On the contrary, I'm here for a reasonable discussion. Okay, I see that now, my bad. And I see a little more clearly what the intent in this article was now. Your a graphics guy, and making graphics comparisons is totally fair. But I think your bias is coming out in your article and rhetoric. I could be wrong. My bias was definitely in my comment. My point is that Apple markets these as power efficient chips and it's unfair to make it more than that. If you look at the graphs Apple makes to demonstrate the performance of the M1 and M2 chips, they are designed to highlight the power consumption based on similar performance of other chips. They don't always specify what they are comparing it to or don't always show the full processing power of the compared chip, but that's not the point. They are simply trying to demonstrate power efficiency, not raw power. However, because of the integrated nature of their own SOC combined with the rest of their hardware and software, people are getting real world performance that exceeds expectations.
Fair enough, but the big issue with Apple is that they set up straw men to then knock down.
"3.3 times faster GPU than the last Intel-based MacBook Pro!"
Yeah, but SO WHAT!? The previous Intel MacBook Pro had a totally anemic Intel GPU that can't even come close to competing with anything AMD and Nvidia make. As I've pointed out, if Apple were interested in a real showdown, it would be doing comparisons against the AMD Ryzen 7 6800U, which is already available and delivers good battery life, high graphics performance, and has eight Zen 3 CPU cores. But Apple isn't interested in "fair" comparisons, nor does it want to even acknowledge that the dominant PC hardware ecosystem exists.
M1 is a great chip for its intended purpose, and M2 builds on that, albeit in incremental ways. However, the benchmarks Apple uses often include doing video editing / transcoding where its latest additions (like ProRes acceleration) can make it run circles around the competition. It's like comparing performance with an AVX-512 accelerated application against the same task accomplished using standard FP64 instructions on an older CPU. "Look, we're 10X more efficient and faster!" (AMD and Intel have done basically exactly that in the past, though, so Apple isn't alone...)

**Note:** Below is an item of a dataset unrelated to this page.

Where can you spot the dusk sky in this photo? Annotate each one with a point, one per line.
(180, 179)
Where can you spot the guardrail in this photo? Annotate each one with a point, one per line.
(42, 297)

There's also a big question on actual power use from the MacBooks with M1 and M2. Apple often uses a best-case efficiency scenario to highlight its advantages, just like AMD, Nvidia, and Intel. Nvidia said the Ampere architecture was twice the performance per watt as Turing, except that was only if you happened to compared a power optimized (e.g. a mobile chip) against a performance focused desktop part. The actual retail products aren't really much better in terms of performance per watt. RTX 3080 is about 25–30% faster than RTX 2080 Ti, and uses 27% more power. LOL.
Anyway, I am a GPU guy so that was my focus, mostly because I was irritated by Apple's GPU comparisons with meaningless hardware. I really want to get an M2 MacBook in hand and do some serious GPU testing. The problem is that the options for comparing Windows to Mac performance for GPUs are far more limited, often requiring the use of completely synthetic benchmarks like GFXBench, 3DMark, Geekbench, etc. I don't use Macs (at all), but if I can borrow one for a bit I'll have to see what recent Steam games work on both Windows and Mac and try to put together some comparisons. I suspect it will end up being GPU performance about on par with the Ryzen 6800U.